Of course you do. You didn't black out and wake up in his arms. You let your desire take the lead. There were many points in the process where you could have said, "Hey, you're taken. Cut it out." I've been there, so I sympathize, but you've got to get your head on straight. You're still wondering why he backed off and believe that he shouldn't be with the mother of his child.
You can't slip off the cliff if you don't walk near the edge.
All I meant was he is telling his mum and sister he doesn't love her anymore and us unhappy then why not leave
He can still be a dad.
I don't believe him spending the night with me are the actions of a happy man.
All I meant was he is telling his mum and sister he doesn't love her anymore and us unhappy then why not leave
He can still be a dad.
I don't believe him spending the night with me are the actions of a happy man.
I think he has feelings for you, but his son comes first and that is the reason why he's backed off. As long as he thinks staying with his son's mother is best for his son, you have no chance with him. I'd support him by breaking off any contact with him by politely refusing any communications with him. Doing anything else will put you in a Lose-Lose situation. It's best if you move on.
I always replied to him but I never once initiated contact with him
I would try and move on and he came back
And?
You can't rewrite your own history, You ALLOWED it to happen.
Who contacted who first really doesn't matter. The talks and acts all took place becuase you allowed it in to your life.

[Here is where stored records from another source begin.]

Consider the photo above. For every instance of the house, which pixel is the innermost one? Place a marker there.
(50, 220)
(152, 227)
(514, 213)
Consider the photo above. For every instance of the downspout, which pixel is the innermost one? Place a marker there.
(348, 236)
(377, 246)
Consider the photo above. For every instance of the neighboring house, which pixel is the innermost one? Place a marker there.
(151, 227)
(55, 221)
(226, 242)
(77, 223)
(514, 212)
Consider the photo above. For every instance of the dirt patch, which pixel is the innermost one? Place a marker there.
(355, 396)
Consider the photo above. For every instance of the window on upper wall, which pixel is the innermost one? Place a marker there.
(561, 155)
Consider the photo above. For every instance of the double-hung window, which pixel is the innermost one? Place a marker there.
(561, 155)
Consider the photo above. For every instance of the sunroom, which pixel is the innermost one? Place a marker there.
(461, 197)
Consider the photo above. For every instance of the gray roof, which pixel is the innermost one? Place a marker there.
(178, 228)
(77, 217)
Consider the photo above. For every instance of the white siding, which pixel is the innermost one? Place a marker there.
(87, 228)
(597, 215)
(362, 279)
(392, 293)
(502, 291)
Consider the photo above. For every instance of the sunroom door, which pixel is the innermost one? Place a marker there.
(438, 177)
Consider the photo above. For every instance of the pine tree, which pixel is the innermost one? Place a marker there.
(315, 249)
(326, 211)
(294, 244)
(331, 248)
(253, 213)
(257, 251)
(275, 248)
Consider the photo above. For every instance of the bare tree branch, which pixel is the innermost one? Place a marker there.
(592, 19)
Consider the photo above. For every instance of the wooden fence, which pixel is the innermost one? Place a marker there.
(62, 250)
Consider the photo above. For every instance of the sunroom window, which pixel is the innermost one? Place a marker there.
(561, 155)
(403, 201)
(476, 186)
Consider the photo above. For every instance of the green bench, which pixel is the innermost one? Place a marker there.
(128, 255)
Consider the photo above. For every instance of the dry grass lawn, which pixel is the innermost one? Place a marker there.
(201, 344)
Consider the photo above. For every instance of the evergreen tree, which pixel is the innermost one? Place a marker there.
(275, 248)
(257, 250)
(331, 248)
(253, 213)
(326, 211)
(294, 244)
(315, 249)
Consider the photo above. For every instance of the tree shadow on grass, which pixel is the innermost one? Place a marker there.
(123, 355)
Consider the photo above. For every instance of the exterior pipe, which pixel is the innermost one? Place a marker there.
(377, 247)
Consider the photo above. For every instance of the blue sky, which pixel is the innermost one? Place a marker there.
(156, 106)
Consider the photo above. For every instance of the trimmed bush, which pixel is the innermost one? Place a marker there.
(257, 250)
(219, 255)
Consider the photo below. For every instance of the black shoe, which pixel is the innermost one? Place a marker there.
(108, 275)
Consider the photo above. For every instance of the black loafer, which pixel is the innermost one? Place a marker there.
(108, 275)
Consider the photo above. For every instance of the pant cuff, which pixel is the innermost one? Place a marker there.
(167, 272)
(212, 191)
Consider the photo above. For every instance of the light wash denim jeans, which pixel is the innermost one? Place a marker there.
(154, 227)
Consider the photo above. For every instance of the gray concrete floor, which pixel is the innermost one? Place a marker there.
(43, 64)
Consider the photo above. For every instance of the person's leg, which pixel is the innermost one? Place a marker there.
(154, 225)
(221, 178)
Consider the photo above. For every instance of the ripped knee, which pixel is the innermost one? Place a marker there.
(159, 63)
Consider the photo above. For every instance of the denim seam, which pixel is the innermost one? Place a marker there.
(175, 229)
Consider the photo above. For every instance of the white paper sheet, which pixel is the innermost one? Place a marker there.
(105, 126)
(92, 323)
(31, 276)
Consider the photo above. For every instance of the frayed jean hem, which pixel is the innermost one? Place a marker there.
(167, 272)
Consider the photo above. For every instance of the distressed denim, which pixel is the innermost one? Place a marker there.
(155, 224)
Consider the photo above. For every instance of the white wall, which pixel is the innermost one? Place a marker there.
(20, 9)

You can't disassociated yourself from the behavior by telling yourself if you where the receiver and not the initiater that it was "not your fault"
It's faulty logic placed in an attempt to get what you want without the personal responsibility attached. It's preemptive blame placing so if things do not go a way you want you can just wash your hands of it all and come away clean like you have been viticimized by those who surround you.
It wasnt just something that "just" happened, it's something that you let happen.
I'll never understand the ideolgy because "you where not the one to place the call" that "you where not part of the conversation that followed"
I'm angry at myself for letting it happen.
I let my heart rule my head..there's no explanation for my behaviour.
I have been really selfish I know that.
I've never done anything like this before
I'm angry at myself for letting it happen.
I let my heart rule my head..there's no explanation for my behaviour.
I have been really selfish I know that.